# inline reactor help



## dagzz (21 Jan 2013)

Hi 
i recently  made an DIY  inline reactor to fit my fx5. i'm having trouble keeping the co2 in the reactor
the only was i have found is by turning the flow down to inadequate rates 
is there any thing that could be done to up the flow rates and keep the co2 in the reactor ?


----------



## LondonDragon (21 Jan 2013)

How long is the tube? could be too short for the flow!


----------



## dagzz (21 Jan 2013)

500mm


----------



## foxfish (21 Jan 2013)

You need to diffuse the flow a lot more = wider & longer!


----------



## Iain Sutherland (21 Jan 2013)

Having a 2 x or more wider pipe/chamber than the inlets pipes creates a washing machine effect allowing more time for dissolution. Also having a barrier inside like shower poof, large alfagrog, sponge cubes help. I think like this the pipe will have to be very long. 

edit:  yeah what fox said


----------



## Alastair (21 Jan 2013)

Agree with both, I did a DIY thread on building a reactor for the fx5, and looking at your tube it looks a little too narrow and short.
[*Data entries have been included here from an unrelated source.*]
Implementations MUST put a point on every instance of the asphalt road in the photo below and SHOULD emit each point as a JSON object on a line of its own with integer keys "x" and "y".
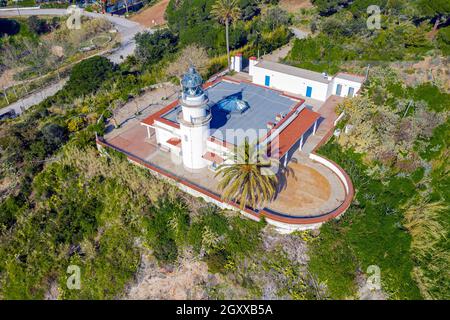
{"x": 126, "y": 28}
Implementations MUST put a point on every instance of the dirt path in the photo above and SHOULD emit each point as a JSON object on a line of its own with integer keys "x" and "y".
{"x": 152, "y": 16}
{"x": 294, "y": 5}
{"x": 183, "y": 282}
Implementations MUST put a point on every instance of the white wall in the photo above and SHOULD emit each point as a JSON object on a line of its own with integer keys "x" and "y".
{"x": 164, "y": 132}
{"x": 345, "y": 85}
{"x": 289, "y": 83}
{"x": 193, "y": 145}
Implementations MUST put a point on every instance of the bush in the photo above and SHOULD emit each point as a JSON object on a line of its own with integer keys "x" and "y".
{"x": 152, "y": 47}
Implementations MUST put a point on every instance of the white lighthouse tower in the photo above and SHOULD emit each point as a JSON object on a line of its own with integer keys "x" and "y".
{"x": 194, "y": 120}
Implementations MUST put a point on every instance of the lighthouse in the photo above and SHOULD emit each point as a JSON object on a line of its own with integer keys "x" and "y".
{"x": 194, "y": 120}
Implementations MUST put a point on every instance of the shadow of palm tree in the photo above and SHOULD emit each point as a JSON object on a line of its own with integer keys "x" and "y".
{"x": 284, "y": 173}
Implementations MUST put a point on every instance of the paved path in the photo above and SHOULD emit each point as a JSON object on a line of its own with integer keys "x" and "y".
{"x": 280, "y": 53}
{"x": 22, "y": 104}
{"x": 126, "y": 28}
I actually got away with having to put nothing inside the reactor at all when I made it whilst keeping it at full flow but you could try what eazer suggested if you didn't want to go making another. 
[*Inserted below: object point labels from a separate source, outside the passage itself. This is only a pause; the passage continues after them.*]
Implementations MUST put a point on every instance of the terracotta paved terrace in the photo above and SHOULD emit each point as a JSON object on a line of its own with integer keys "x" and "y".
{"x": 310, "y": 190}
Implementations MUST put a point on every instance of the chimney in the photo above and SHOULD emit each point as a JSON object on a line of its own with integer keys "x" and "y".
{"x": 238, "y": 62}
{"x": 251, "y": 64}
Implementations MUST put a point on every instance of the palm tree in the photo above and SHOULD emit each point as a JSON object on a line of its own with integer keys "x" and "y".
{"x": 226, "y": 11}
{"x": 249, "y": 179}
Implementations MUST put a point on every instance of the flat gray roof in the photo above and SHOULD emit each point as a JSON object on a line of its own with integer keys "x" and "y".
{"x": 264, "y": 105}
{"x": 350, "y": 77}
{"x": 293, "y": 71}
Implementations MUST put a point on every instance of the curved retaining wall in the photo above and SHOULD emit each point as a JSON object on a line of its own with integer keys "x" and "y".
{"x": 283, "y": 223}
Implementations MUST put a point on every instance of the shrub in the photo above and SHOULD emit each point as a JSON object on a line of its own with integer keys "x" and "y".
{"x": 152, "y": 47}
Sent from my iPhone using Tapatalk


----------



## Ed Seeley (21 Jan 2013)

You can try bioballs in the tube for starters - they will break up the flow and give the bubbles more time to diffuse. 

If that doesn't work then you; A. need to fit a bypass so that most of the flow goes past the reactor;  B. build another and run two in parallel or C. Build and longer and wider one.


----------